Muitas pragas afligiram a humanidade ao longo dos tempos. Sabe-se, por exemplo, de nações que ficaram ‘de joelhos’, abalados pelo flagelo da peste bubônica, hanseníase, cólera. No passado, muitas dessas epidemias deixaram um rastro de morte e luto porque a medicina ainda não evoluíra o suficiente para erradicá-las. Hoje há outros tipos de doenças. Felizmente, nossa medicina evoluiu muito. Já se ouve falar de outros tipos de terapias além da conhecida alopatia.
Há dois milênios Jesus falou de um tipo de doença que atordoaria a humanidade nos tempos futuros. Ele falou de uma ‘insensibilidade’ que causaria uma apatia generalizada. Nas palavras do Nazareno ouvimos: “Tomai cuidado para que vossos corações não fiquem insensíveis!” (Lc 21,34). Acredito que essa exortação corresponda a uma das realidades mais duras que assistimos nos dias atuais.
A sensibilização de inteiras nações diante de povos arrasados por furacões e tsunamis. A comoção internacional por homens que passaram semanas soterrados num túnel, nas profundezas da terra. A histeria coletiva que gerou revolta por ver crianças assassinadas pelos próprios pais ou jovens moças assassinadas, esquartejadas e entregues como carne a animais. Tudo isso suscitou muitos sentimentos em todos nós. É bonito ver esse tipo de preocupação. Todavia, de pouco adianta ‘mover o mundo’ por causa de quem está distante se não nos damos conta dos sofrimentos ou carências dos que estão perto, ou mesmo de nós mesmos.
Ainda se vê gente que faz violência e mata por causa de um pequeno acidente no trânsito. Irmãos que não se falam por causa de uma herança deixada. Vizinhos que se odeiam por causa de um saco de lixo. Famílias inteiras que veneram programas televisivos que exploram todo tipo de banalidades. Casais que se separam por causa de uma suspeita. Fiéis que abandonam a fé por causa de um boato. Até que ponto podemos medir nossa ‘sensibilidade’? Vale a pena olhar para fora e esquecer o que trazemos dentro?

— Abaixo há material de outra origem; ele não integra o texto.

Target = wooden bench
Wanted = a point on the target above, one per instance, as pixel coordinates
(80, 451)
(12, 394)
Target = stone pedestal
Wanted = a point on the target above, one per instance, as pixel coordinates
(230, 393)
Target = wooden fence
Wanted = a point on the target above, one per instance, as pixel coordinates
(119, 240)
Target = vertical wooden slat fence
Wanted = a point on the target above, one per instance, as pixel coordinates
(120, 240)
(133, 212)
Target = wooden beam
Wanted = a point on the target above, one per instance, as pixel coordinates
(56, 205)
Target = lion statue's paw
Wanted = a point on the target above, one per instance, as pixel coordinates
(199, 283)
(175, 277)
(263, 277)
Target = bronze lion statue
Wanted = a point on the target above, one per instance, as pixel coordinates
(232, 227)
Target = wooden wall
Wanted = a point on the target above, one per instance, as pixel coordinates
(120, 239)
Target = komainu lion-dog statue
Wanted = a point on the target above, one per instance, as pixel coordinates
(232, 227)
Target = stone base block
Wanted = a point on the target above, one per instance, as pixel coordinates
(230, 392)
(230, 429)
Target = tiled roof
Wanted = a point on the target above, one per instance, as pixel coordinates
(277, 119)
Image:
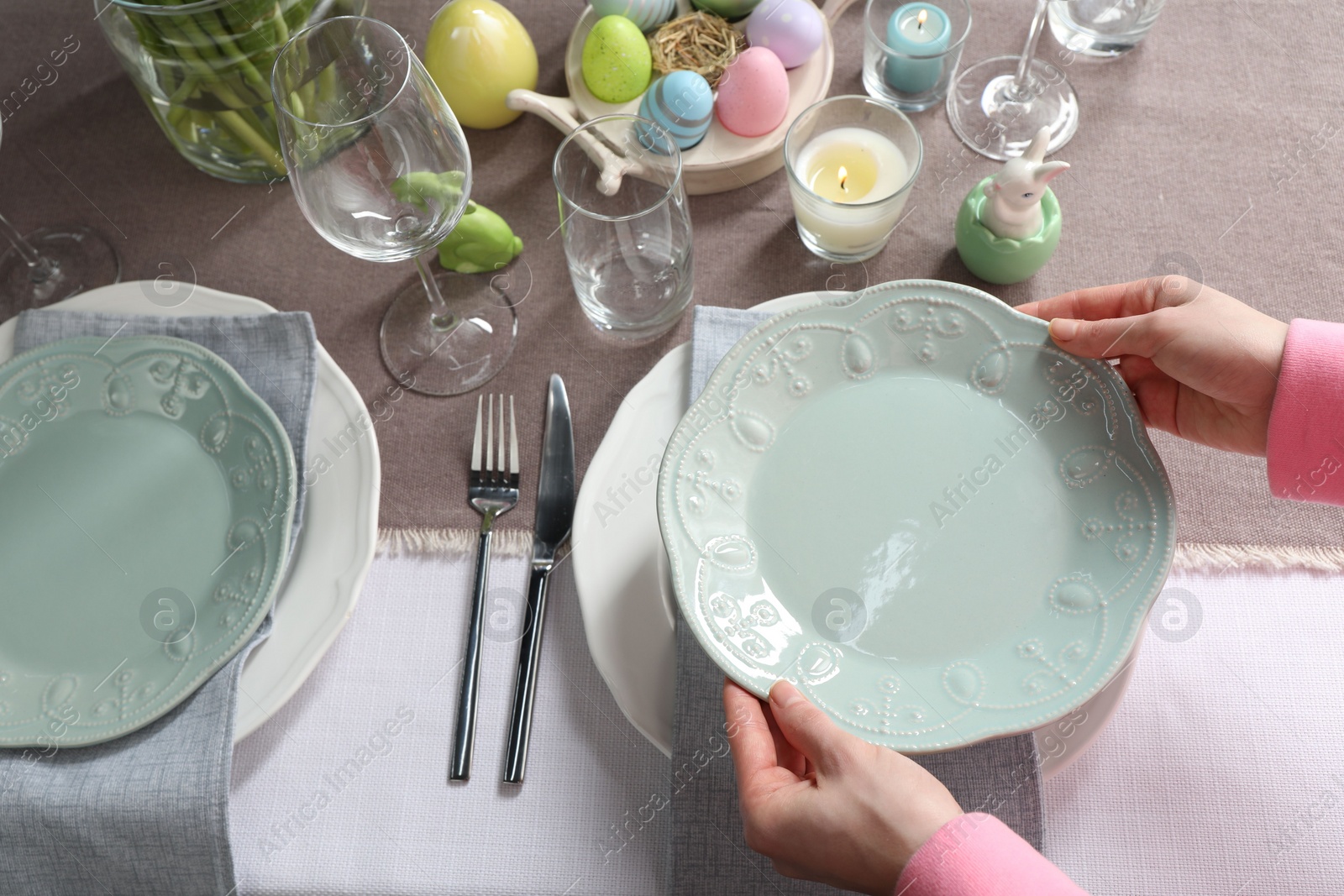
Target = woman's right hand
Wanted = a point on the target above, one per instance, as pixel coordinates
(1200, 364)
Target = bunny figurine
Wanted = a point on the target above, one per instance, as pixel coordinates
(1008, 226)
(1014, 194)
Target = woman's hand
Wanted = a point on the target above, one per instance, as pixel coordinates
(822, 804)
(1200, 364)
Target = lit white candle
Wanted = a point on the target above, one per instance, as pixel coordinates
(853, 191)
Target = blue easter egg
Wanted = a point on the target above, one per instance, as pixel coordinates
(647, 13)
(683, 103)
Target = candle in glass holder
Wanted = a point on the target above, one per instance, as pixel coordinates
(850, 181)
(917, 29)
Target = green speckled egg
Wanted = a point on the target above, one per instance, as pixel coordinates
(730, 9)
(617, 63)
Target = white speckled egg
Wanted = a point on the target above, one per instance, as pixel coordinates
(683, 103)
(753, 93)
(647, 13)
(788, 29)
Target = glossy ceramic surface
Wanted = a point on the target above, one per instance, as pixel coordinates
(625, 590)
(913, 506)
(339, 535)
(151, 497)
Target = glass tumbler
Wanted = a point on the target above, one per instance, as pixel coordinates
(911, 50)
(625, 224)
(1102, 29)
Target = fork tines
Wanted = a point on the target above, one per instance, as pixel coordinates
(483, 449)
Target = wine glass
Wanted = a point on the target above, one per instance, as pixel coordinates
(51, 264)
(999, 103)
(381, 170)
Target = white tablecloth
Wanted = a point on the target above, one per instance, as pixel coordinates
(327, 799)
(1216, 777)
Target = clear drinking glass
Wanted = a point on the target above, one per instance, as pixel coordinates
(627, 231)
(914, 74)
(1104, 29)
(381, 170)
(51, 264)
(999, 103)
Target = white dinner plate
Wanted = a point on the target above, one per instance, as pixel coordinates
(624, 591)
(340, 520)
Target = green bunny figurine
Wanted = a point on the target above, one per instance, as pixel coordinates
(481, 242)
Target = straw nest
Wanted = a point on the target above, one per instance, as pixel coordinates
(701, 42)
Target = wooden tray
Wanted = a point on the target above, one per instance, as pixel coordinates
(722, 160)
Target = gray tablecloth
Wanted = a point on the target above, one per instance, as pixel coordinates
(1214, 148)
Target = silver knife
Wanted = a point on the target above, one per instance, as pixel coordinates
(554, 516)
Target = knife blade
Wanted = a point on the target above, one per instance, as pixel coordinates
(555, 499)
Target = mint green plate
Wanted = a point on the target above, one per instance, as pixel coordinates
(914, 506)
(148, 501)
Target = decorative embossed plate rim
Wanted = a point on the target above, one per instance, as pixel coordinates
(273, 537)
(1021, 332)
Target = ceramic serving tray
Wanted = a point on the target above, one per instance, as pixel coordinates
(913, 506)
(150, 499)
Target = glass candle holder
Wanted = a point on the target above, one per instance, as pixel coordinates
(1104, 29)
(911, 50)
(851, 164)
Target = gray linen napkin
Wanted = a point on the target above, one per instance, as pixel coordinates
(709, 851)
(148, 813)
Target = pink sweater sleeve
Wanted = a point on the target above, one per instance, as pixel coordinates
(1307, 423)
(978, 855)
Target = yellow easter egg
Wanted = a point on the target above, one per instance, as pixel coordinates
(476, 53)
(617, 63)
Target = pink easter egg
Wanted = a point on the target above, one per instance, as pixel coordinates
(753, 93)
(790, 29)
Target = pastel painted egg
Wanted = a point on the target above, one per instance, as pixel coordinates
(683, 103)
(476, 53)
(727, 8)
(753, 93)
(788, 29)
(617, 63)
(645, 13)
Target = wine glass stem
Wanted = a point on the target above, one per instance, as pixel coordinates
(39, 268)
(1021, 87)
(440, 313)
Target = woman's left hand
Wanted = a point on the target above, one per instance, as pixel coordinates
(823, 804)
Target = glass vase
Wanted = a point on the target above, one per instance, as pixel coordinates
(203, 69)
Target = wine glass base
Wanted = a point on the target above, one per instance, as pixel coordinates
(992, 118)
(454, 356)
(78, 258)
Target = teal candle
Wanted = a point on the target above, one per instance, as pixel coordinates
(917, 29)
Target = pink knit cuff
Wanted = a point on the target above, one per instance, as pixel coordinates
(1307, 423)
(978, 855)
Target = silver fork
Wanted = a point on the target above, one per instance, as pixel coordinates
(494, 492)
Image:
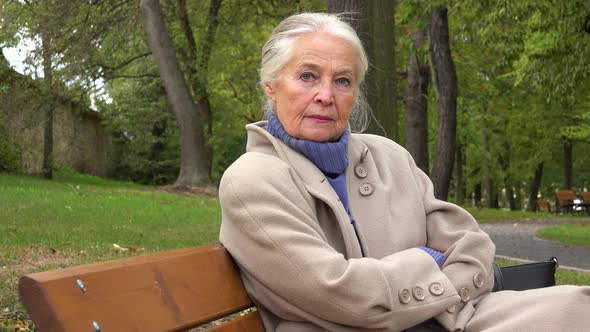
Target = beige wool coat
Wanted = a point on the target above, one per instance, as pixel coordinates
(301, 260)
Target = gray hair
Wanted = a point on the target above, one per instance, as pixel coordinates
(277, 52)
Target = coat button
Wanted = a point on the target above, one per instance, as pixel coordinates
(465, 294)
(478, 280)
(436, 289)
(360, 171)
(366, 189)
(404, 295)
(418, 293)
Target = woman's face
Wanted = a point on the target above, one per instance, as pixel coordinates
(314, 93)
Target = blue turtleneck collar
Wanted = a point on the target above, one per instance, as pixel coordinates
(330, 157)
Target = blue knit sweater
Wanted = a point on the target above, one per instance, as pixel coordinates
(332, 159)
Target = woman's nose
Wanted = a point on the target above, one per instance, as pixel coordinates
(324, 94)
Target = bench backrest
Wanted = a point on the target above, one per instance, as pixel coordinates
(564, 197)
(168, 291)
(543, 205)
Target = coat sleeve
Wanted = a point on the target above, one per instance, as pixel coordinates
(271, 230)
(469, 251)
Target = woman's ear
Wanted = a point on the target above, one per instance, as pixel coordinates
(269, 91)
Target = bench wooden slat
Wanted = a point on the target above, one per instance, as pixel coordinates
(249, 322)
(168, 291)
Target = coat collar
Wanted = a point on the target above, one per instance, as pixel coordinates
(259, 140)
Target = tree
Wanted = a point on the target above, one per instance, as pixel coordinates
(194, 167)
(374, 22)
(416, 102)
(445, 80)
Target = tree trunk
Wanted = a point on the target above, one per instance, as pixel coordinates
(489, 187)
(535, 185)
(504, 161)
(416, 101)
(477, 195)
(376, 29)
(48, 106)
(567, 164)
(459, 178)
(510, 196)
(194, 153)
(198, 67)
(446, 86)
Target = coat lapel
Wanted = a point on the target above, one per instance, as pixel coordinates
(314, 180)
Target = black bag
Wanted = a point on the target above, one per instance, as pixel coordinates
(525, 276)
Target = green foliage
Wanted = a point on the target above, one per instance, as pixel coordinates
(576, 234)
(10, 153)
(78, 219)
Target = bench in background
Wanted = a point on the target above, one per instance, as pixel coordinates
(564, 201)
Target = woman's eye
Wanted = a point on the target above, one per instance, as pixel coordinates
(307, 76)
(343, 81)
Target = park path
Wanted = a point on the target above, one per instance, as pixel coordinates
(517, 239)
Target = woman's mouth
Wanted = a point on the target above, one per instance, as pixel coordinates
(320, 118)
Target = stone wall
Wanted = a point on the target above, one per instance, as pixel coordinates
(79, 140)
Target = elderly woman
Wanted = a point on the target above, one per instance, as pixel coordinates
(341, 232)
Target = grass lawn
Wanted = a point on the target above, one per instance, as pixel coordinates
(576, 234)
(484, 214)
(78, 219)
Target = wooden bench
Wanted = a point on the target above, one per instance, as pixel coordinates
(543, 205)
(564, 200)
(170, 291)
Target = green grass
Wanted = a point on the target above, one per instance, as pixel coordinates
(576, 234)
(483, 215)
(77, 219)
(562, 276)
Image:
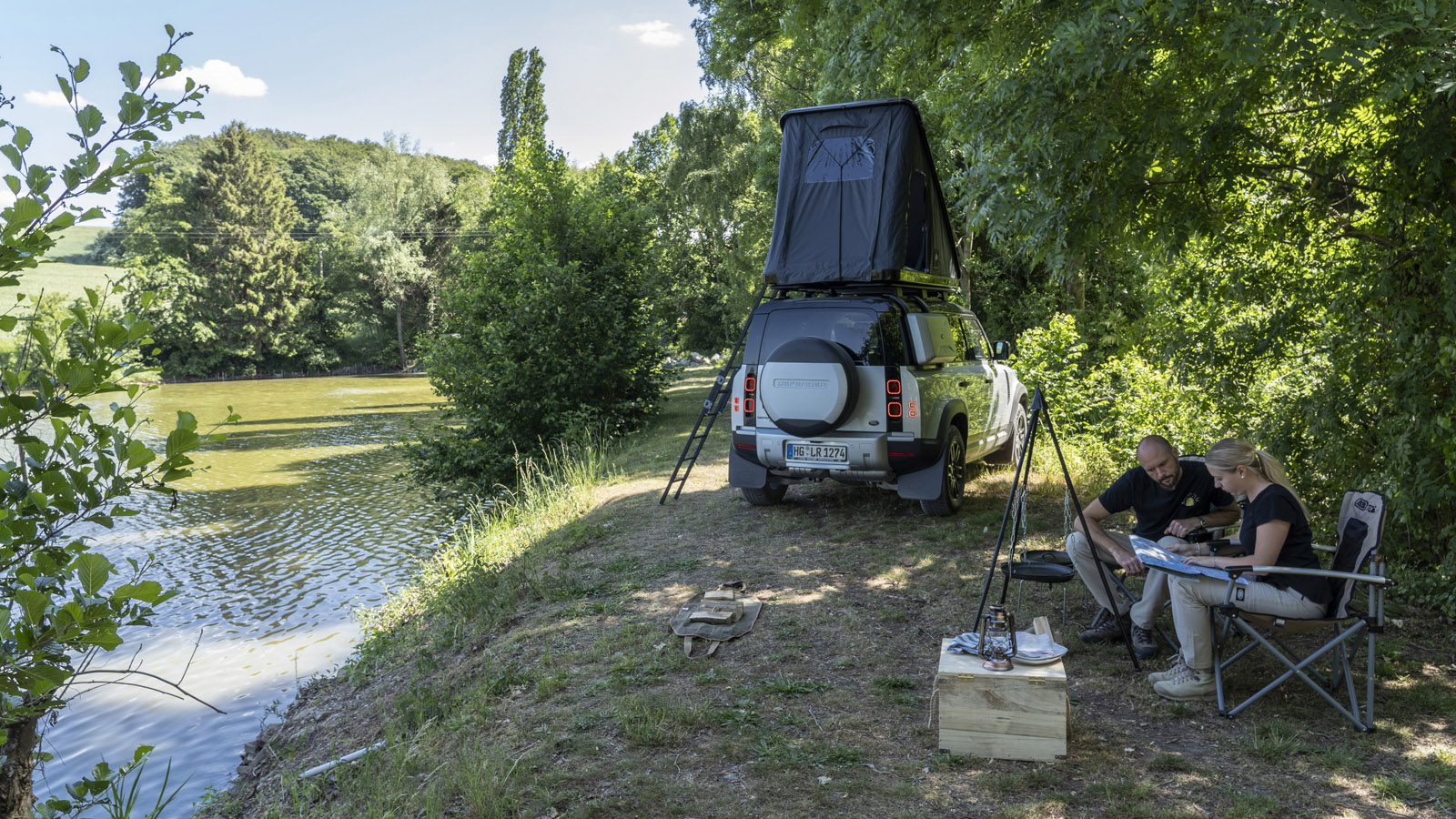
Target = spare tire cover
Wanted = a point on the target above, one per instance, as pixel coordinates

Não somos capazes de mudar o mundo a não ser que possamos melhorar o ‘mundo’ que trazemos dentro de nós. É bom evitar os sofrimentos da humanidade, mas é muito melhor fazer isso sem se esquecer de si mesmo. Nosso coração andará errante e insatisfeito enquanto não encontrar aquela Verdade que cala nossas dúvidas interiores. Há muitas teorias, filosofias e ideologias espalhadas por aí. No entanto nenhuma delas foi capaz de gerar pessoas que se sensibilizaram com os outros sem deixar de cuidar de si mesmos. Nosso país tem vários exemplos: Irmã Dulce, na Bahia. Frei Galvão, em São Paulo. Paulina, em Santa Catarina. Os santos não eram pessoas ‘impecáveis’. Os santos – como disse Nelson Mandela – foram grandes pecadores que não desistiram de lutar. As palavras de Jesus têm força para gerar pessoas desse calibre. Homens e mulheres que ‘choraram com os que choram’, mas não se esqueceram de assumir ‘a própria verdade’, cuidando do ‘mundo interior’ para melhor agir no ‘mundo exterior’. A fé sem obras é morta. As obras sem fé são estéreis. O pior doente é aquele que jura que não o é, mesmo reconhecendo os sintomas que o aflige. Hoje, mais do que nunca, temos de olhar para nós e nos perguntarmos: em que ponto está a minha ‘sensibilidade’?